Shalem College
May 15, 2018

The Anti-Conference Conference: Students in Middle Eastern and Islamic Studies Department Present Fruits of Independent Research

The Anti-Conference Conference: Students in Middle Eastern and Islamic Studies Department Present Fruits of Independent Research
“This was anything but a rehashing of information learned in class,” explained Prof. Ze’ev Maghen of the May 7 student conference.

When the students from the Department of Middle Eastern and Islamic Studies decided to hold a conference, there was one, driving principle they all shared: They were going to put the “confer” back into the event. “We wanted to create a positive dynamic between speaker and crowd,” said Shalem senior Maya Jacobi, who spoke for all the event’s speakers in expressing the determination that the atmosphere be vibrant and participatory.
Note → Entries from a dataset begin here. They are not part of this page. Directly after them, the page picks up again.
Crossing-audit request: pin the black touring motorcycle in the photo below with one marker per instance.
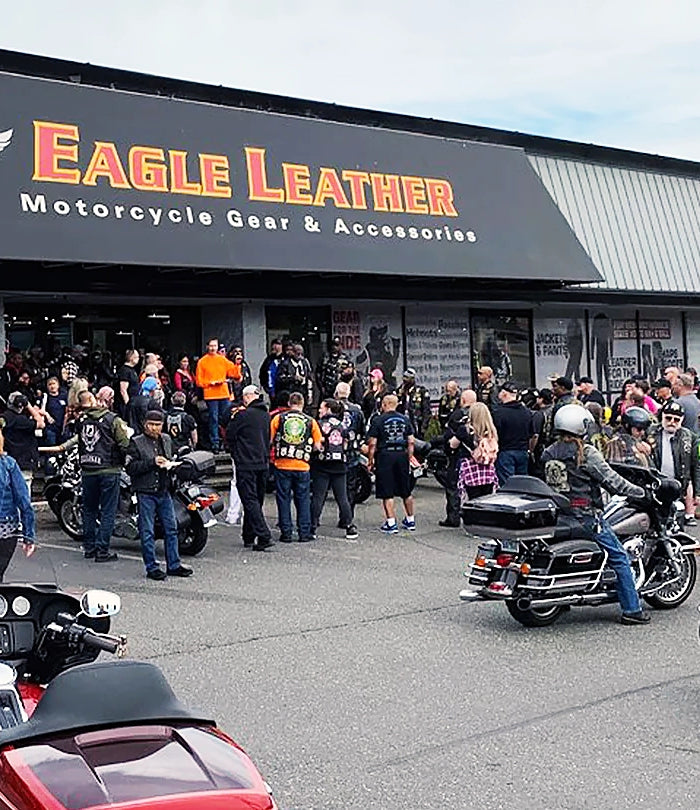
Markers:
(534, 555)
(196, 504)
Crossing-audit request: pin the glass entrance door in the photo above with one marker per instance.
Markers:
(503, 341)
(309, 326)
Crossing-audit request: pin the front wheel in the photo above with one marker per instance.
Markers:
(70, 517)
(535, 617)
(192, 539)
(676, 592)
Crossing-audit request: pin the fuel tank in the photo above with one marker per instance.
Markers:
(626, 520)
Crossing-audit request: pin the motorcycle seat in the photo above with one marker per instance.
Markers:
(103, 695)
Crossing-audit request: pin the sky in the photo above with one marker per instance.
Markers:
(614, 72)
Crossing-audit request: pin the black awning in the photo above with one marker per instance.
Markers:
(101, 176)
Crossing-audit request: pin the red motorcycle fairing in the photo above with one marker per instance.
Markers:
(31, 694)
(154, 766)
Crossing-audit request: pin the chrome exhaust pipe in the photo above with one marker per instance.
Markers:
(467, 595)
(581, 599)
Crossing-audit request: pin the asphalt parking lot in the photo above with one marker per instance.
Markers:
(355, 678)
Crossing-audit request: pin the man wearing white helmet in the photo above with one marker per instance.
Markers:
(577, 470)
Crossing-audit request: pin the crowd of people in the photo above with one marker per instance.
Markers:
(140, 414)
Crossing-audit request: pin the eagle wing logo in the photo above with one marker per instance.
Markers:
(6, 139)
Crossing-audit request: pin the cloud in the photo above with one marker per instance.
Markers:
(618, 72)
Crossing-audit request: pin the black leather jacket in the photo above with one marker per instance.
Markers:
(684, 447)
(141, 463)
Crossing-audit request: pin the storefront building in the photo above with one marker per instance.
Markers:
(151, 212)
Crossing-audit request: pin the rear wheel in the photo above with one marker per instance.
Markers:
(70, 518)
(675, 593)
(535, 617)
(192, 539)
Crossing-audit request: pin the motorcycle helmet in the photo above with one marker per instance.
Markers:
(573, 419)
(528, 396)
(17, 402)
(636, 417)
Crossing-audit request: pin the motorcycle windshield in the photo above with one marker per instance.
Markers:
(41, 567)
(129, 766)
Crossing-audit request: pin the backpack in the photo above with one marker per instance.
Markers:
(486, 451)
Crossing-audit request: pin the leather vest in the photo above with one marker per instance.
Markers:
(97, 449)
(293, 438)
(564, 475)
(334, 439)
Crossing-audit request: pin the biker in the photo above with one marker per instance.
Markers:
(575, 469)
(629, 443)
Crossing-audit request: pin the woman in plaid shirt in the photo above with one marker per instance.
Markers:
(477, 441)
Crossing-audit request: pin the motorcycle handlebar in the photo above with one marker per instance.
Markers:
(105, 643)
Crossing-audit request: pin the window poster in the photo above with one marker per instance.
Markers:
(437, 346)
(501, 340)
(559, 346)
(370, 334)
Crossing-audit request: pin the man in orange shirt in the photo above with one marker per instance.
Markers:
(294, 436)
(212, 372)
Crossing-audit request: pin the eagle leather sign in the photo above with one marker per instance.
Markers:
(97, 175)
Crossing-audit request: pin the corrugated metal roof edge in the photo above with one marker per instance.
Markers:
(98, 76)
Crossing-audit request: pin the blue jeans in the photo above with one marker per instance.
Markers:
(100, 501)
(218, 410)
(619, 562)
(510, 462)
(296, 484)
(161, 505)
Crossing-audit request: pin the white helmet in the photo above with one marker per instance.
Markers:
(573, 419)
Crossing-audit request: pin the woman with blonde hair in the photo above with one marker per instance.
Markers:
(70, 423)
(476, 440)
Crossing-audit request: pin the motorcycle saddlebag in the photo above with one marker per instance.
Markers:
(576, 557)
(196, 465)
(509, 510)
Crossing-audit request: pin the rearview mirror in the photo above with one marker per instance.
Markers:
(100, 603)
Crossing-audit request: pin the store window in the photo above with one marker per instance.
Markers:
(437, 345)
(503, 342)
(559, 346)
(308, 326)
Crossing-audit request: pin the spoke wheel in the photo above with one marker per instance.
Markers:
(70, 518)
(535, 617)
(192, 540)
(675, 593)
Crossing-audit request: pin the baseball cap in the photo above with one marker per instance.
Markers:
(673, 409)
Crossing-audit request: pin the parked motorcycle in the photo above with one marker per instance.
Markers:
(64, 745)
(536, 558)
(195, 504)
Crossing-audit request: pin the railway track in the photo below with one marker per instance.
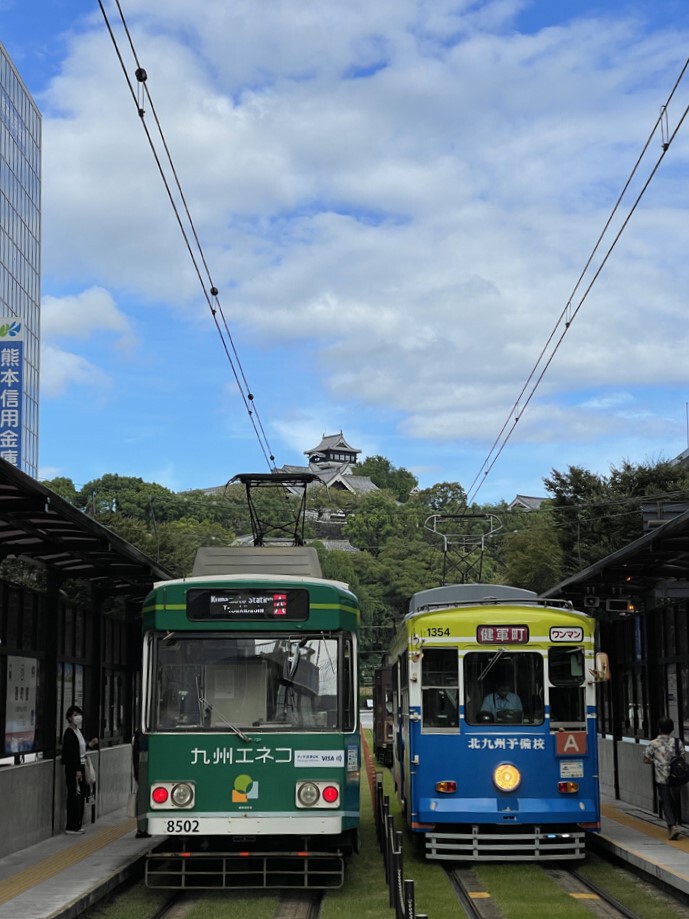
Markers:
(477, 902)
(293, 904)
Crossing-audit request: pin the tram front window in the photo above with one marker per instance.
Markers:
(566, 678)
(503, 687)
(216, 682)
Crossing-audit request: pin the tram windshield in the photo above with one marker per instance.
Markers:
(503, 687)
(220, 682)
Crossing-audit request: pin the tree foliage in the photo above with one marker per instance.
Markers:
(396, 551)
(398, 481)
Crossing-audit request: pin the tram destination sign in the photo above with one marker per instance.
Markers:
(502, 634)
(248, 604)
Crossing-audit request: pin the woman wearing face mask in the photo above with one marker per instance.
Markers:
(73, 757)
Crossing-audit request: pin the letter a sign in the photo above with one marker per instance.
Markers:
(570, 743)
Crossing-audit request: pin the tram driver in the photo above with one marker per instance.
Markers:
(502, 705)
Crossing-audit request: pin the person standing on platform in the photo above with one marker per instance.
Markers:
(659, 752)
(73, 759)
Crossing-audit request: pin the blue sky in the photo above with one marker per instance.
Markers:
(395, 200)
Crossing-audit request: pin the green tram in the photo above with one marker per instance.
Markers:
(250, 758)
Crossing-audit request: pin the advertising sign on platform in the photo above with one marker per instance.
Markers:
(20, 713)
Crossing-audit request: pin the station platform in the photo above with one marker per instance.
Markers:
(64, 875)
(60, 877)
(639, 839)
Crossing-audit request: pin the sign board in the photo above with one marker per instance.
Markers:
(11, 389)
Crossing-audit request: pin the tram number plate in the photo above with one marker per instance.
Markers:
(182, 826)
(572, 769)
(571, 633)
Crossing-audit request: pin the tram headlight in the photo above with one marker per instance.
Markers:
(308, 794)
(507, 777)
(182, 795)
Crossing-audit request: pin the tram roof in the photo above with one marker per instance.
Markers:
(40, 527)
(657, 561)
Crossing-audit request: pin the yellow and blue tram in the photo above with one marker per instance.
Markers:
(250, 761)
(494, 718)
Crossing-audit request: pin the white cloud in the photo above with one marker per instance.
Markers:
(60, 369)
(78, 318)
(405, 190)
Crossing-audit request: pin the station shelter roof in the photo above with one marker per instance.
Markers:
(40, 527)
(656, 563)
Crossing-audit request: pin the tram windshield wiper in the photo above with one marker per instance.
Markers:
(491, 663)
(232, 727)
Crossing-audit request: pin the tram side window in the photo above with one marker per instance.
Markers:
(566, 674)
(440, 688)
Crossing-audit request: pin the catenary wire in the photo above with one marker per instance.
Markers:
(210, 292)
(516, 411)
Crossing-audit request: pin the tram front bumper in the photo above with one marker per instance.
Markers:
(505, 810)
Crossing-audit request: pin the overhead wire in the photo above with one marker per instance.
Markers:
(567, 315)
(196, 253)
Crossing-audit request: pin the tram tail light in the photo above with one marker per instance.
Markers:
(173, 795)
(317, 794)
(568, 788)
(446, 787)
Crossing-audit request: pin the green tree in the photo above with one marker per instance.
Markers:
(398, 481)
(444, 498)
(375, 519)
(63, 487)
(533, 556)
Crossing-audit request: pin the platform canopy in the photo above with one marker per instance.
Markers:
(41, 528)
(657, 564)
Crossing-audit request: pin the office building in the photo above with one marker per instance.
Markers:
(20, 269)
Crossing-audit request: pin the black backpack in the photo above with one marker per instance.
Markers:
(679, 768)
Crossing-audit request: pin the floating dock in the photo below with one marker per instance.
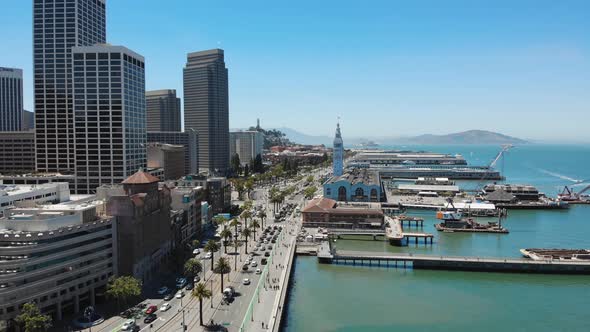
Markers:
(464, 263)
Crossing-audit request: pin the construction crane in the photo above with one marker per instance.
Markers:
(500, 155)
(568, 194)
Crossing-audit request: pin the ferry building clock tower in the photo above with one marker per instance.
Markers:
(338, 152)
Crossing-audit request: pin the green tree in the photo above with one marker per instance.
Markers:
(253, 225)
(309, 192)
(123, 288)
(246, 233)
(192, 268)
(226, 234)
(211, 247)
(201, 292)
(32, 320)
(222, 267)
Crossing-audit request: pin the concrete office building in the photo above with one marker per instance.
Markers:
(58, 26)
(206, 107)
(162, 110)
(188, 139)
(28, 120)
(167, 156)
(142, 212)
(11, 99)
(110, 125)
(17, 152)
(247, 144)
(58, 256)
(22, 195)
Absent, then, was the straightforward reading aloud of a paper; missing, too, was any use of jargon or scholarly name-dropping. Rather, this by-and-for-students conference was all about their passion for the subject matter, and aimed at engaging listeners in meaningful discussion, even debate.
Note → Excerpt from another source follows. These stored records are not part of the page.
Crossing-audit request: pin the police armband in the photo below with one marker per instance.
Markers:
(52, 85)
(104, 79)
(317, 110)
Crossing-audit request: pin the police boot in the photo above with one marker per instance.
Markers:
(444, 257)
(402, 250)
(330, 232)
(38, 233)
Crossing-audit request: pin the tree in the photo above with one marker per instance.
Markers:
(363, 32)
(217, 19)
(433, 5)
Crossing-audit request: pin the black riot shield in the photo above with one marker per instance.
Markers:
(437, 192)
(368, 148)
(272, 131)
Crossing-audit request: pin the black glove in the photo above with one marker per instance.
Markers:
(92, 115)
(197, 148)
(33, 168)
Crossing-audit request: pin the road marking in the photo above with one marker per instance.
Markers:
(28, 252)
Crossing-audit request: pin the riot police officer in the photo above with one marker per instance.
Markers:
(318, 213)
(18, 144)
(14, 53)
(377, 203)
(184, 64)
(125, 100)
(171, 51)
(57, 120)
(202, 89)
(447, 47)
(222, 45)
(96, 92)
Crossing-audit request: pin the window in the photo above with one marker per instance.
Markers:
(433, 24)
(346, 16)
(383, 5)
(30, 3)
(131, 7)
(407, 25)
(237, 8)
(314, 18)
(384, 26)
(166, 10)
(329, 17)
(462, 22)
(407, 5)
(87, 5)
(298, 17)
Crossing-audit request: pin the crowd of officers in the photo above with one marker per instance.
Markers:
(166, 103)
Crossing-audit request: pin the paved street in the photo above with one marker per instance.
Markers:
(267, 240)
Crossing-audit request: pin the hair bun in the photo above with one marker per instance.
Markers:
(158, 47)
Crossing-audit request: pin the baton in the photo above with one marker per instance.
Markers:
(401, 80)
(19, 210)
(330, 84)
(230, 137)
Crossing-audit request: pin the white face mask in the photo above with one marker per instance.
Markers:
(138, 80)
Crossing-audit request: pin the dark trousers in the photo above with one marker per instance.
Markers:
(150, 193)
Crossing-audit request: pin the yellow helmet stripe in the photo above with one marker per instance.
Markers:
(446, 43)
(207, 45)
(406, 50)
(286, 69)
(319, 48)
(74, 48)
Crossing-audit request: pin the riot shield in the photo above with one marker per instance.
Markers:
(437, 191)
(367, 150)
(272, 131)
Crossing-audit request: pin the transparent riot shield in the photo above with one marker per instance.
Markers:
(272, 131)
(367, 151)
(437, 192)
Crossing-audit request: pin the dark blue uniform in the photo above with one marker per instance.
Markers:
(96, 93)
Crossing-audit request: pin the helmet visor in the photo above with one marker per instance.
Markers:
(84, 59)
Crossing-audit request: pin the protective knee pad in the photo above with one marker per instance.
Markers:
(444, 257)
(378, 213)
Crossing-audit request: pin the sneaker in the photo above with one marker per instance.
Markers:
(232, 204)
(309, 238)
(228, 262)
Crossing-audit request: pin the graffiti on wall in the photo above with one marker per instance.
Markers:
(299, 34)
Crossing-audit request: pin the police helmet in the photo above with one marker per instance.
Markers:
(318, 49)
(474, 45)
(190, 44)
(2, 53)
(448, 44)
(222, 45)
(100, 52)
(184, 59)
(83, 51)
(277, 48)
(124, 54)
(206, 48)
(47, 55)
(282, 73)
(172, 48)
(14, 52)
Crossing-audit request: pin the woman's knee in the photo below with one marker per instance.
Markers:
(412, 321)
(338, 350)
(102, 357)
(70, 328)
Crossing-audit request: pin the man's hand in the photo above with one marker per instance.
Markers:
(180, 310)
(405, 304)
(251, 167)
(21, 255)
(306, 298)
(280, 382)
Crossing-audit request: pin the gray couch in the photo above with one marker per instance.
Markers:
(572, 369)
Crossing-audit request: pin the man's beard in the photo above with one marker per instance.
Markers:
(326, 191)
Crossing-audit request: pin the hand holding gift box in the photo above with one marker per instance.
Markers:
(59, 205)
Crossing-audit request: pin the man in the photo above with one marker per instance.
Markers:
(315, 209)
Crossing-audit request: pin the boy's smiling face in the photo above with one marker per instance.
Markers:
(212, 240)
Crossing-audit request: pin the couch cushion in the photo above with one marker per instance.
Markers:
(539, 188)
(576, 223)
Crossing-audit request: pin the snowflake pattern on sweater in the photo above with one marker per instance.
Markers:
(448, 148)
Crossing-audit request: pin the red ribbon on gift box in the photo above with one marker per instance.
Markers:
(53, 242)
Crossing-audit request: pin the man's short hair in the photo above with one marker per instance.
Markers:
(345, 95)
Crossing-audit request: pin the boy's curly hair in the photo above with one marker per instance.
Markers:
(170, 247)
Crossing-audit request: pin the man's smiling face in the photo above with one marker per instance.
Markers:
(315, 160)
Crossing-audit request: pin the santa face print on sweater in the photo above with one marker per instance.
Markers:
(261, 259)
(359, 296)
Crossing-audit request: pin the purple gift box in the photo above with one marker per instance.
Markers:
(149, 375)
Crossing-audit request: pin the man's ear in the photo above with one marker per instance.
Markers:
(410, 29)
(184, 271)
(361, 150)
“This was anything but a rehashing of information learned in class. Each student took a topic that inspired his or her interest and ran with it, doing in-depth research and examining it from original angles,” explained Prof. Ze’ev Maghen, senior member of the faculty of the Middle East and Islamic Studies Department. “Some of the students talked about topics that they’ve been researching and reevaluating over the course of more than a year or two. Their creativity of thought, combined with their competency in conducting high-level, independent research, makes them true assets for the State of Israel, whether they choose to pursue careers in academia, security-related fields, government, or many others.”
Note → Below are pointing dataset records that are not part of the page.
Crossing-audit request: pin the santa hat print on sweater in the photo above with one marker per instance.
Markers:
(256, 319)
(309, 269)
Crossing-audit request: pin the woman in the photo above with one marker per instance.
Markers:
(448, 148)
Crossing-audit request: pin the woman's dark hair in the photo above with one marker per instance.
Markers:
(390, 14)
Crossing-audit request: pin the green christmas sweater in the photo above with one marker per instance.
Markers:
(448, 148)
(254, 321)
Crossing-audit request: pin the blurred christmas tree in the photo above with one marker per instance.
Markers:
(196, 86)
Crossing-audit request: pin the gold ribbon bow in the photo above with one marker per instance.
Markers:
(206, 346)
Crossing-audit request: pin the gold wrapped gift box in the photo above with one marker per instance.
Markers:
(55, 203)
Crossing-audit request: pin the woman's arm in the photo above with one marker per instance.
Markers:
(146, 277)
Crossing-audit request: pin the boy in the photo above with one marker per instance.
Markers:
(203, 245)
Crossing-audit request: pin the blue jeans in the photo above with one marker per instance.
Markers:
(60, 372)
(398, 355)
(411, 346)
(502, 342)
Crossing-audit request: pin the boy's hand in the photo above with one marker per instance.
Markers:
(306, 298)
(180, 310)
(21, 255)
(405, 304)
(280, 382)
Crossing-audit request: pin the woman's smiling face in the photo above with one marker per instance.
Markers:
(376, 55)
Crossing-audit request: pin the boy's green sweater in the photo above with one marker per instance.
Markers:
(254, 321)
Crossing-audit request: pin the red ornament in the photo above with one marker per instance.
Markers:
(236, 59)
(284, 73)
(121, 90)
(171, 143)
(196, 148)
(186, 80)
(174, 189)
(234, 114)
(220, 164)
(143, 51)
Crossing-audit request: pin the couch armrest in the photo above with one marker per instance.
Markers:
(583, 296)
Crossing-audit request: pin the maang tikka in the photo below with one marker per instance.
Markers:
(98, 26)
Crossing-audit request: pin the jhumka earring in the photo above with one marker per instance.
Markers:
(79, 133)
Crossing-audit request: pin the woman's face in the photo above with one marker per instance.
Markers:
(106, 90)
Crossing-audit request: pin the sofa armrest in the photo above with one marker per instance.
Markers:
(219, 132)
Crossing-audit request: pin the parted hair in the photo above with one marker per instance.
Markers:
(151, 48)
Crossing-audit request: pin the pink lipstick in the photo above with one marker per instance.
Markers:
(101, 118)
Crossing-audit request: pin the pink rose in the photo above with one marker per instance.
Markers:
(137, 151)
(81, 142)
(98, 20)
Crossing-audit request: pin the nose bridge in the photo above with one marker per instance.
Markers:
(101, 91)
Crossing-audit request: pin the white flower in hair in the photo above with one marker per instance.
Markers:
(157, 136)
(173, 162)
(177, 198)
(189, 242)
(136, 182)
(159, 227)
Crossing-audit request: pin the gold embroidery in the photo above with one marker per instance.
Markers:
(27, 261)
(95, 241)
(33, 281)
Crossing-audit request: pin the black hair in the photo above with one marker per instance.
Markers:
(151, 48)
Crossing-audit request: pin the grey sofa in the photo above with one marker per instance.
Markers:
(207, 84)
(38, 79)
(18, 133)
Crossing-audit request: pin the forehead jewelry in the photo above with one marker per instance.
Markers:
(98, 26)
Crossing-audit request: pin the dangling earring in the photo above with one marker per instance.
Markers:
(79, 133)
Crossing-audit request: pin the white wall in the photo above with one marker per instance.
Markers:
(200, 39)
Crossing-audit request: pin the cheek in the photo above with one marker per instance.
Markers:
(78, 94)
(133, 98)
Over the course of three sessions, titled “Muslim Thought,” “Modern History,” and “Palestinian Society,” nine students delivered wide-ranging talks on subjects including Herzl’s Arab consciousness, the implications of the Egyptian-Ethiopian territorial dispute over the Church of the Holy Sepulcher, and the theological motivations of ISIS. The closing keynote lecture, delivered by chair of the Middle Eastern and Islamic Studies Department Dr. Martin Kramer, addressed the relevance of research in Middle Eastern and Islamic studies in this moment in history.

“I was gratified to see how many students and faculty members attended the conference. The entire Shalem community wanted to hear what we’ve been researching and to support our initiative,” said Jacobi, who lectured on the Syrian Constitution, with an emphasis on how such documents both reflect and create a national identity. “Even though I’m generally nervous about speaking in public, when I saw the interest on listeners’ faces and heard how many questions they were asking, I relaxed.”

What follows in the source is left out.